I learned python in 2004. I found the classic warts blog post a year later. The year after that, Guido posted PEP 3000 and the python3 roadmap blogpost I assume under community and internal pressure from blog posts like the former. Once they had it ready he posted the very helpful What’s new In python 3.0 summary. It’s concise and good, and I read every changelog for each python version in detail for the next 4 years because I was fascinated and curious. And still even with the Benevolent Dictator doing his best, there was a lot of churn where the core wasn’t listening to the needs of the community. requests came along in 2011 because “frustration” (educated guess here but fixing urllib directly seemed too hard and it was too ossified and there was no vision from the python core to do anything about it, even though it was bad), and requests spawned a series of imitator “X for humans” libraries from the community to address gaps in the python standard lib. tornado and Stackless Python predated those and existed because threading was too slow to run serious businesses on (eventually many of their ideas grew up into asyncio). Nowadays it’s the same story, there’s torch vs tensorflow (torch mostly won, but, you know), the whole mess of trying to navigate statsmodels/scipy/pandas, and pytest vs unittest vs doctest vs nose and build vs setuptools vs conda vs uv vs venv vs pip-tools vs poetry (which all sort of interact and sort of don’t).

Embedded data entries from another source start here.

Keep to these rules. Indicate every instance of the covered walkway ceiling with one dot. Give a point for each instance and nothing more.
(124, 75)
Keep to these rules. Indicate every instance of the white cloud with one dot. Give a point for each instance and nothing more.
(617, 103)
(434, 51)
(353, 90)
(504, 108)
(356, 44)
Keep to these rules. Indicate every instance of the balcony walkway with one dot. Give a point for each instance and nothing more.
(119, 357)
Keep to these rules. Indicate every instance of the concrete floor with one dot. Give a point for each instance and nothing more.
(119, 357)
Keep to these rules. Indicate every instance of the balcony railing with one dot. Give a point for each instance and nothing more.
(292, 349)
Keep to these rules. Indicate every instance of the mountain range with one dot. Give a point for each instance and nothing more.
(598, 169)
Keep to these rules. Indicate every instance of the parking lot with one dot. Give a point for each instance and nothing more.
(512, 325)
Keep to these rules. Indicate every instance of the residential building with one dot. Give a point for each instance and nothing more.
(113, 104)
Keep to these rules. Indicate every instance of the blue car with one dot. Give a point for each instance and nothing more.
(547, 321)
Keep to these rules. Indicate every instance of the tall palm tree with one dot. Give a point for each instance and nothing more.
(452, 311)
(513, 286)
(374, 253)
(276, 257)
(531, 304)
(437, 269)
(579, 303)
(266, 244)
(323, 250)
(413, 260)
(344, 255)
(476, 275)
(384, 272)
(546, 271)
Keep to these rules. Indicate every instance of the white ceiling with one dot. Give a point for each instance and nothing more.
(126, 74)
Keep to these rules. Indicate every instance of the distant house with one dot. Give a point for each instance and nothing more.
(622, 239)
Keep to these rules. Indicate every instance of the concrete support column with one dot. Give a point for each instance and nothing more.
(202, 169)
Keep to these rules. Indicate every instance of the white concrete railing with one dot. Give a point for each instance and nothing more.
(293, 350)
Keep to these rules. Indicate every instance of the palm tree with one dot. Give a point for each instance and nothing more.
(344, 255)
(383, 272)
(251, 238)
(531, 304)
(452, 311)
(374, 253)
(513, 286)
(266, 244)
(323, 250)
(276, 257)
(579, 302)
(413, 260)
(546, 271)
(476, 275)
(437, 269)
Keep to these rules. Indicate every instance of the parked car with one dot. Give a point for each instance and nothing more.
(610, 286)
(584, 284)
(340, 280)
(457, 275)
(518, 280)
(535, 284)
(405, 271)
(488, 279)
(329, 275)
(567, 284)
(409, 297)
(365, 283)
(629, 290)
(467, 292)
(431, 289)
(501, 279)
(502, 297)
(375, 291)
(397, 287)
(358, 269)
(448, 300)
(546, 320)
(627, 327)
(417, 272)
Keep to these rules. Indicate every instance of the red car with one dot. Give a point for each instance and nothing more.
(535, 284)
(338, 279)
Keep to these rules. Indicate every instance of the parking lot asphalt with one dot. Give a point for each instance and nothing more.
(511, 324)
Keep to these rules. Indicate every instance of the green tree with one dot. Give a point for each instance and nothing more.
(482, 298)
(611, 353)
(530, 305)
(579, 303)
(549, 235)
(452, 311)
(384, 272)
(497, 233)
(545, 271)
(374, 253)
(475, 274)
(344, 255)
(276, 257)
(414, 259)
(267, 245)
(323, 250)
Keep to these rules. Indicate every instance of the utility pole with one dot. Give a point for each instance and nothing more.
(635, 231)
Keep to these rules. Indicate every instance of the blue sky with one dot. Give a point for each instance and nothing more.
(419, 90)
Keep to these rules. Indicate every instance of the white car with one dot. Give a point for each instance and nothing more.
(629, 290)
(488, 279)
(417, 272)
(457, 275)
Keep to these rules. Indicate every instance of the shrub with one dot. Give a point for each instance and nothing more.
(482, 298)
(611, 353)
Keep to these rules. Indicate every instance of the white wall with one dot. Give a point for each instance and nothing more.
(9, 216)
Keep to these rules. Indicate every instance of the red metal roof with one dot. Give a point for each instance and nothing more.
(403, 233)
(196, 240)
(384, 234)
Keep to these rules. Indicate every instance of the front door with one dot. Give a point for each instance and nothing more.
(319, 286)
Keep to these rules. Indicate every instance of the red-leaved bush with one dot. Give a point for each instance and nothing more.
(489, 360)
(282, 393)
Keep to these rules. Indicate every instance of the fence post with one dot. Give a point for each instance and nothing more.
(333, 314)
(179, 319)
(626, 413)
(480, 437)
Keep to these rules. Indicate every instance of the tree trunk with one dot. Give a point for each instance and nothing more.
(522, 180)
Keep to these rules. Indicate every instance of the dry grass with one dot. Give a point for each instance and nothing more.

I especially wish that python’s core would have declared a roadmap for testing and packaging. There are two competing testing frameworks in core, doctest – elegant but not powerful enough – and unittest – powerful but verbose – and no one I know of uses either of them. Packaging was bolted on late to python (because “batteries included” means only the standard library matters to the core?) with a lot of stumbles, led by the community, through several format that all held onto backwards compatibility for longer than was good for them. It was only in ~2021 that development really got adopted (painfully in some cases) by PyPA, and they didn’t even take over the domain packaging.python.org until, uh, maybe last year, and it contained outdated information that was extremely misleading; and if you went to any python forum and tried to ask about it you would get brushed off with “oh yeah you definitely need to not do it that old way” or there’s this offputting “If you don’t trust pypi don’t use it” comment, or how about this very long but very enlightening thread on the difficulties of evolving a tool everyone uses and examples of pretty bad communication of the core’s vision (which did clearly exist) to the users (who had no idea what was up and were recommending deprecated advice to each other that they had little way of knowing was deprecated). PyPA is better about communicating now but their actual products are still coalescing.
Compared to all that Julia has remarkably consistent vision, and so are several of the subcommunities like ModelingToolkit, JuliaStats, JuliaMath.
But +1 to core dev blog posts to make the vision clearer; the py3k post was a wonderful example that I felt welcomed me in and showed me where the sharp edges were all at once.